Picture a vacant home – absent furniture and accessories – and think how, well, bare the home would appear in listing photos. Now, professional photographers take pictures of each room (as well as exterior shots) and hand off results to digital editors to work their magic. This site offers a nice before/after slider to see the difference between unstaged and staged.

Sellers are encouraged to take an active role in the process. That can include taking photos of each room to reduce health risks from having a photographer walk through the home. It can also include sellers rearranging or removing items to improve appearances.

Once pictures are taken, the stager typically schedules a video consultation with sellers to evaluate the unstaged photos and discuss suggested styles, colors and themes before converting each room into a digitally enhanced package. The guiding principal is to show as much space – and greater potential – for buyers to envision. Sellers are expected to provide input and approve final imagery. 

Listing agents should always be transparent, and that includes indicating the photos are a digital representation and not what buyers may see when visiting the home. Agents can add a sentence in the listing description, printed materials and as a note that only fellow brokers can see on the MLS.

Digital staging saves time and money (in the hundreds of dollars rather than potentially thousands), as well as helps portray the home in a cleaner and modern light.

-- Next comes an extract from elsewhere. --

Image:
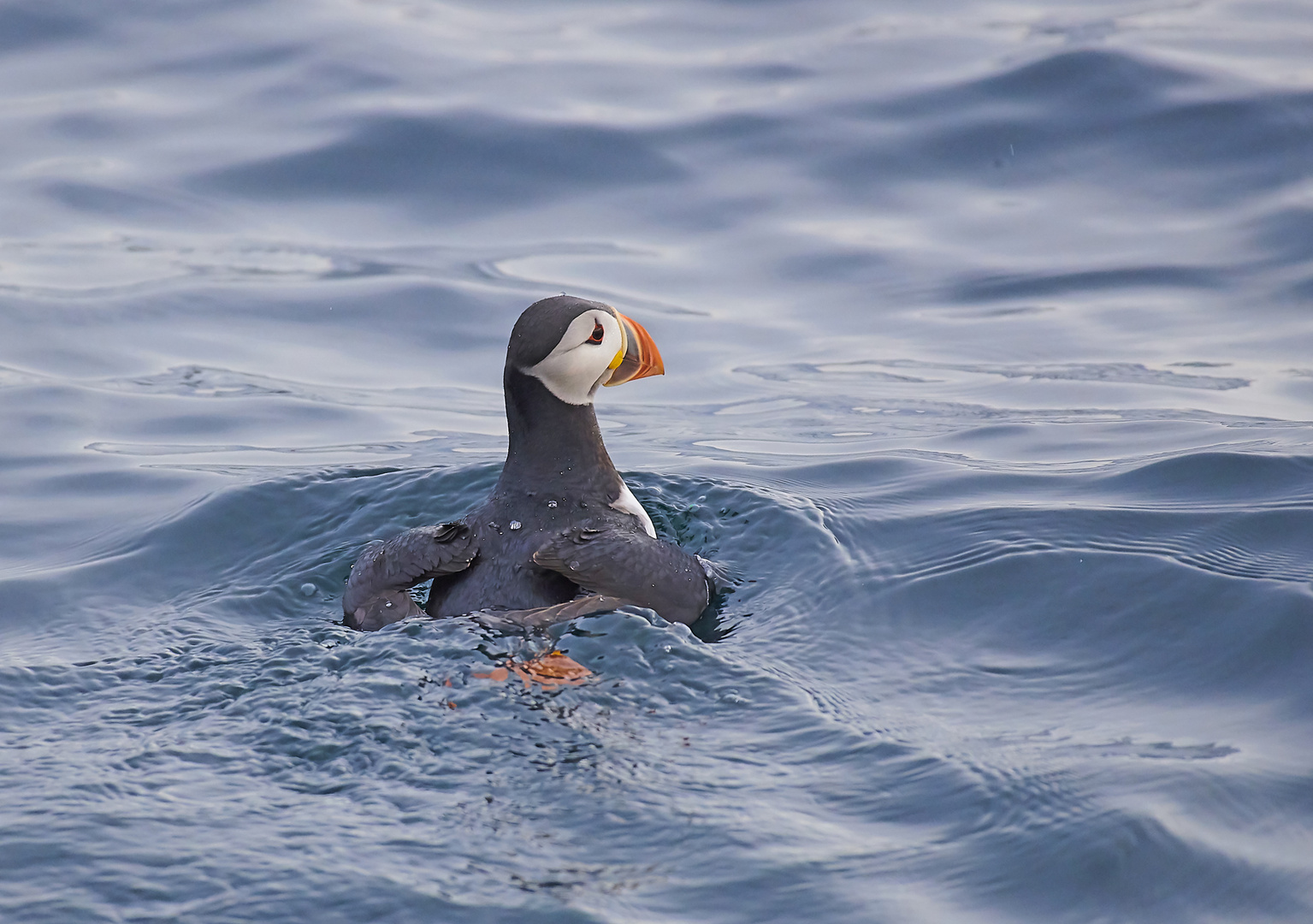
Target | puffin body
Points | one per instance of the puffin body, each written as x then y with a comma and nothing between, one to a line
561,535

One company says virtually staged homes sell 78% faster and for 19% more money on average (although we could not verify these claims). 

Many agents see long-term benefits, where digitizing images rather than hiring a traditional in-person stager is smarter, sensible and safer.

Like video conferencing, remote digital signatures and greater adherence to safety protocols for in-person meetings, digital staging is likely here to stay.

“Necessity is the mother of invention,” said Audra Slinkey, president and founder of Home Staging Resource, a training center for the staging industry, speaking to Realtor® Magazine. “Staging isn’t going away, and we are proving it can be done in other ways.”